J’avais déjà un intérêt certain pour le baseball et le fait que ce petit morceau de carton était un objet totalement ancré dans le paysage culturel en Amérique du Nord m’a bien aidé.
J’ai acheté mon premier paquet au Sky Dome (aujourd’hui Rodgers Field, stade des Blue Jays en Major League Baseball, ndlr) de Toronto.
A mon retour en France, j’ai accentué mes recherches malgré mon jeune âge et le peu d’accès à ce phénomène peu commun dans notre pays. Quelques temps plus tard, ma sœur a trouvé dans une braderie un paquet de trading cards. Je l’ai ouvert et j’ai trouvé dedans une carte magnifique de Derek Jeter. Elle était différente et c’était un joueur que j’adorais. C’était en 2002 et je n’ai plus jamais arrêté de le collectionner depuis tout ce temps ! Donc tu peux voir que ma famille a eu un réel impact dans ma passion.
Tu as écrit un livre sur ce hobby confidentiel en France mais hyper répandu aux États-Unis où certaines cartes atteignent des millions de dollars. Qu’est-ce qui t’a donné envie d’écrire ce livre ?
Tout d’abord, je ne me considère pas comme écrivain. C’est un mélange « pêle-mêle » d’un récit biographique, de traductions, documentations diverses et quelques interviews. Il est le résultat d’une succession d’idées et d’envies pour un projet qui, à la base, n’était pas voué à paraître.
J’ai lu beaucoup d’articles et j’ai pu lire des livres parus aux États-Unis sur le sujet. Mon niveau d’anglais étant limité, j’étais frustré de ne pas tout comprendre ou de passer à côté de certaines informations. Je me suis plusieurs fois fait la remarque sur le fait que rien n’existait sur le sujet en français. Peu avant le confinement, j’ai commencé à écrire quelques bribes de mon histoire personnelle. Plus j’avançais, plus j’avais des pages et je me prenais au jeu. En parlant de ce projet un peu fou, on m’a conseillé de faire une campagne participative pour financer une éventuelle impression. Le bouche à oreille a opéré et j’ai pu voir plus loin que ce que mes 150 pages initiales comprenaient. J’ai atteint près de 500 pages et il a même fallu réduire et sélectionner pour ne pas exploser le budget initial. J’avais près de 50 commandes de personnes qui ont cru en moi.
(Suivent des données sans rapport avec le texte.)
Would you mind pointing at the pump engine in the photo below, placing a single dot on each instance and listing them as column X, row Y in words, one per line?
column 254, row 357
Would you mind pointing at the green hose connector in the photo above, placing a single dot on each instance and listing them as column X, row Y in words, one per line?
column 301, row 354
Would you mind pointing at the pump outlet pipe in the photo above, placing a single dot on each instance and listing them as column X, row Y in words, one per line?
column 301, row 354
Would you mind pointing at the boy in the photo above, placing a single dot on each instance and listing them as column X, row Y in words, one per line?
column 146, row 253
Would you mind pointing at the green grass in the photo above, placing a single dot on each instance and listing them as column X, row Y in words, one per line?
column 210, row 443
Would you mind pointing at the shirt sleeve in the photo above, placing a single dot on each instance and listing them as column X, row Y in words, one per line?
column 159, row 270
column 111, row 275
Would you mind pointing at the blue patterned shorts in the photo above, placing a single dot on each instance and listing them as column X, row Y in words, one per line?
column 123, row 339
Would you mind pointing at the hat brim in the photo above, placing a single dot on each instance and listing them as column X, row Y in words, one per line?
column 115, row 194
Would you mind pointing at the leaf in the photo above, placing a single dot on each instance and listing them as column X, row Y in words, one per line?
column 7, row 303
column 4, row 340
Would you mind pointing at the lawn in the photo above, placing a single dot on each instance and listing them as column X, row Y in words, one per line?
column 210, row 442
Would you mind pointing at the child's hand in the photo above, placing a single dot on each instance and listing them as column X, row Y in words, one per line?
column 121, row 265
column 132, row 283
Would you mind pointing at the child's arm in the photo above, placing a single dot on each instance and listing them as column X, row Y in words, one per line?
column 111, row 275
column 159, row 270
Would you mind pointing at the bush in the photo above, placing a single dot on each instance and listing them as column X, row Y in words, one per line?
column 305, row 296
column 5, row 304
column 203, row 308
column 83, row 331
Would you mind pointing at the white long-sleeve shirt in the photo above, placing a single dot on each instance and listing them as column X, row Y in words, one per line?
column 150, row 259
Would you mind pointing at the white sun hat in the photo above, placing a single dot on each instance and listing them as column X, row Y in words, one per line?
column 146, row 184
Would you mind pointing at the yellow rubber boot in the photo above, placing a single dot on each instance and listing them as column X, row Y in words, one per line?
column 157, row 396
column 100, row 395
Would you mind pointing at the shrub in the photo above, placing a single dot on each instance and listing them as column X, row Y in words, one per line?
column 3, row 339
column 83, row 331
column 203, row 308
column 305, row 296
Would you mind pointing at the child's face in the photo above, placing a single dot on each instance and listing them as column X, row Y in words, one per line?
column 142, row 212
Je leur serais à jamais reconnaissant car ce n’était pas gagné du tout. Ils ont cru en moi avec peu d’éléments. J’ai mis du temps à sortir le projet final (qui n’est pas parfait mais cela reste amateur donc l’indulgence a été de mise pour la plupart ) car le chemin n’a pas été si facile. Mais globalement la critique du monde du hobby a été si positive que j’ai eu 100 commandes ! J’ai été submergé de demande et de questions. J’ai hésité à faire imprimer 200 exemplaires mais cela était un gros risque vu le nombre de commandes initiales. J’ai donc assuré le coup avec 150 livres et c’était déjà financièrement un gros pari.
Qu’est-ce qui a été le plus compliqué dans cette aventure où tu as choisi l’auto-édition et le financement participatif ?
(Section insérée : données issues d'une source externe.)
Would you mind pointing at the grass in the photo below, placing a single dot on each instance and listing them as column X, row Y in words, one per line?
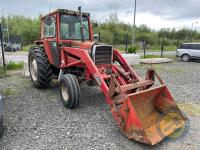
column 9, row 92
column 151, row 49
column 10, row 66
column 158, row 56
column 14, row 66
column 26, row 48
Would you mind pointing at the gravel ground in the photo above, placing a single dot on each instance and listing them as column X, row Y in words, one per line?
column 36, row 119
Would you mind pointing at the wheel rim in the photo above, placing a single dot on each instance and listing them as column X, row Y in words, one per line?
column 33, row 68
column 65, row 92
column 185, row 58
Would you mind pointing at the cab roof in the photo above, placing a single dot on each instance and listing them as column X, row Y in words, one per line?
column 65, row 11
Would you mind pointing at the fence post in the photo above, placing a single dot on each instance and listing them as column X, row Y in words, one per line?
column 126, row 43
column 144, row 48
column 162, row 46
column 2, row 48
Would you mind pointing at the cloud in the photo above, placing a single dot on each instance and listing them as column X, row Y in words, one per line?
column 174, row 11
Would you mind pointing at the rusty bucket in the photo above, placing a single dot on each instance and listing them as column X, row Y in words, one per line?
column 150, row 115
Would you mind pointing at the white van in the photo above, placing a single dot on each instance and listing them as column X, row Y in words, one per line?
column 188, row 51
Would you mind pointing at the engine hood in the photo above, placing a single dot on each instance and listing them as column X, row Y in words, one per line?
column 82, row 45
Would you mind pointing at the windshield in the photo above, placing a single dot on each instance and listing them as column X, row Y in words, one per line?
column 70, row 27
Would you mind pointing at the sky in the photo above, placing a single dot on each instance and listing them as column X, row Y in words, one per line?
column 156, row 14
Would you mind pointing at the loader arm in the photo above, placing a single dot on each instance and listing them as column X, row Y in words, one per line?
column 137, row 105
Comme je te le disais sur la question précédente, je ne suis ni professionnel ni écrivain. Il a fallu monter un projet de A à Z. Pour l’anecdote, encore en avril, je n’avais même pas d’ordinateur personnel pour rédiger mon livre. J’ai choisi directement l’auto-édition car c’était pour moi la liberté de pouvoir y ajouter un contenu riche et, d’autre part, je ne voulais même pas faire de démarche auprès d’éditeurs car je ne savais même pas par où commencer. Je n’ai aucun regret sur ce point.
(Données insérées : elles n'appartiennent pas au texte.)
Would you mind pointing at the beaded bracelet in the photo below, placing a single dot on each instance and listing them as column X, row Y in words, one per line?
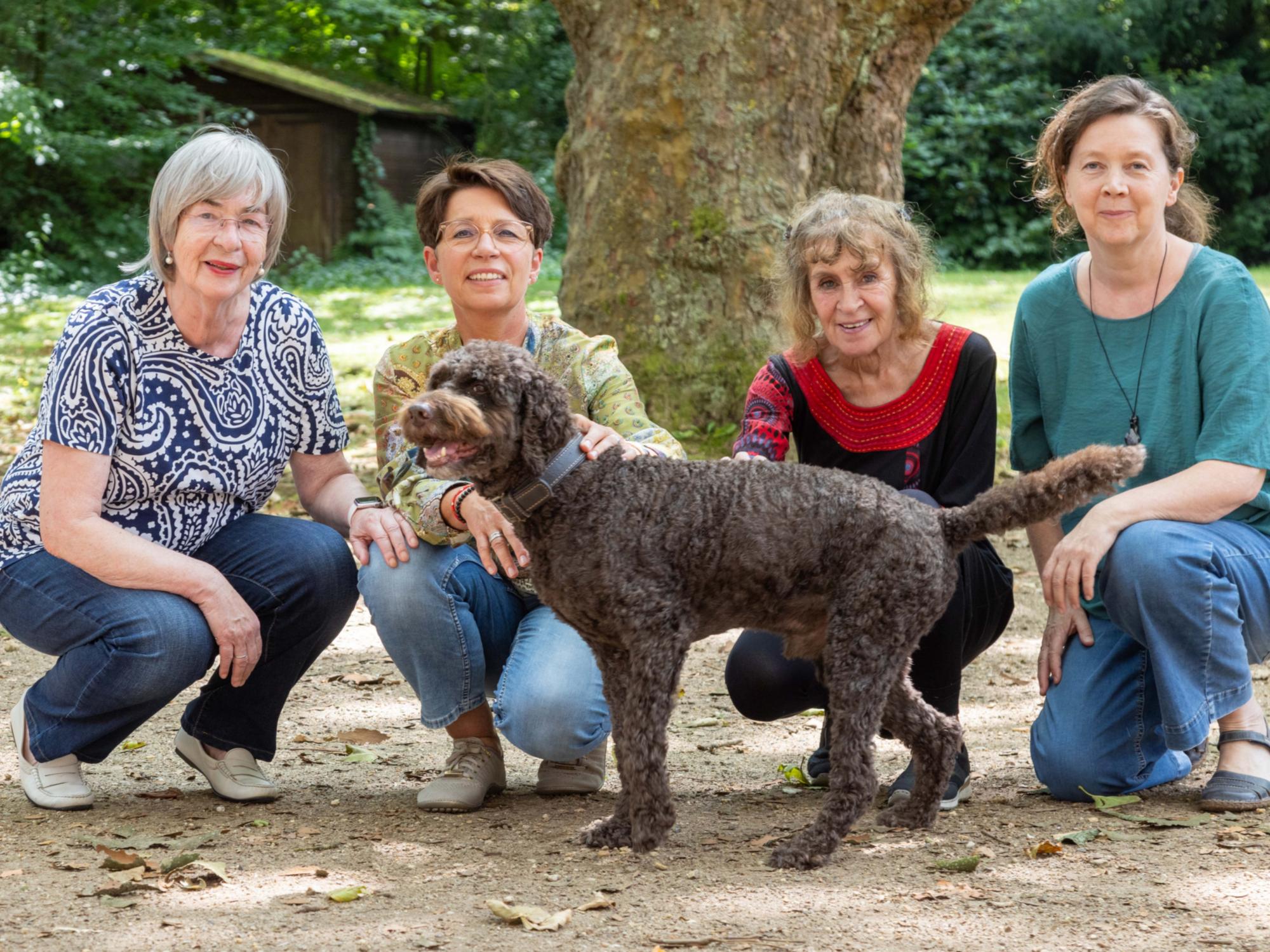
column 459, row 499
L’autre aspect plus complexe a été le financement. La campagne participative, malgré son succès global, n’a pas été si convaincante. J’ai dû faire face à quelques péripéties mais c’est le jeu. Pour mes erreurs, j’ai fait faire des devis pour un livre de 150 pages et il en faisait le double à l’arrivée. J’ai oublié de chiffrer également les coûts d’envoi exorbitants. Bref, le côté amateur a resurgi mais j’ai toujours trouvé une solution. Je voulais absolument qu’il soit tiré sur du papier écologique avec une couverture soignée, et tout cela made in France . J’avais envie d’un produit fini de qualité. Le contenu c’est autre chose mais déjà avoir un bel objet, c’était important. Mais j’avais également oublié l’aspect technique pour l’impression. On n’arrive pas avec son petit fichier word et hop... J’ai, par chance, trouvé un graphiste professionnel qui m’a accompagné de main de maître. Vincent Abitane a de suite aimé ma démarche et a oublié ses prétentions financières pour que je puisse aller au bout de mon projet. J’ai été aussi guidé par Valérie, Laureline, soutenu par bons nombres de collectionneurs ainsi que ma famille. Bref, je n’ai pas lâché malgré les embûches. J’ai fait des erreurs mais aussi de superbes rencontres donc le résultat est plus que positif et je ne changerai rien. Les remerciements depuis des semaines me touchent énormément.
Tu accordes une très large place aux interviews, notamment de passionnés français mais aussi d’athlètes comme Jim Morris et Tariq Abdul-Wahad. En quoi il était important d’accorder une telle place à la voix des autres dans ton livre ?
Oui, je voulais que le livre soit vivant et fasse de la place aux acteurs de notre passion : les sportifs. Je suis avant tout un passionné de sport et faire intervenir des athlètes avec ceux du hobby était, je trouve, le parfait équilibre pour que le livre soit autre chose que des documents ou des articles mis bout à bout. Je me suis toujours demandé le rapport des sportifs par rapport aux trading cards. J’avais moins de doute pour Jim Morris car il baigne dans un sport qui vit avec les cartes depuis toujours. Mais il a cependant apporté ce petit côté magique de son enfance qui parait universel à tout point de vue.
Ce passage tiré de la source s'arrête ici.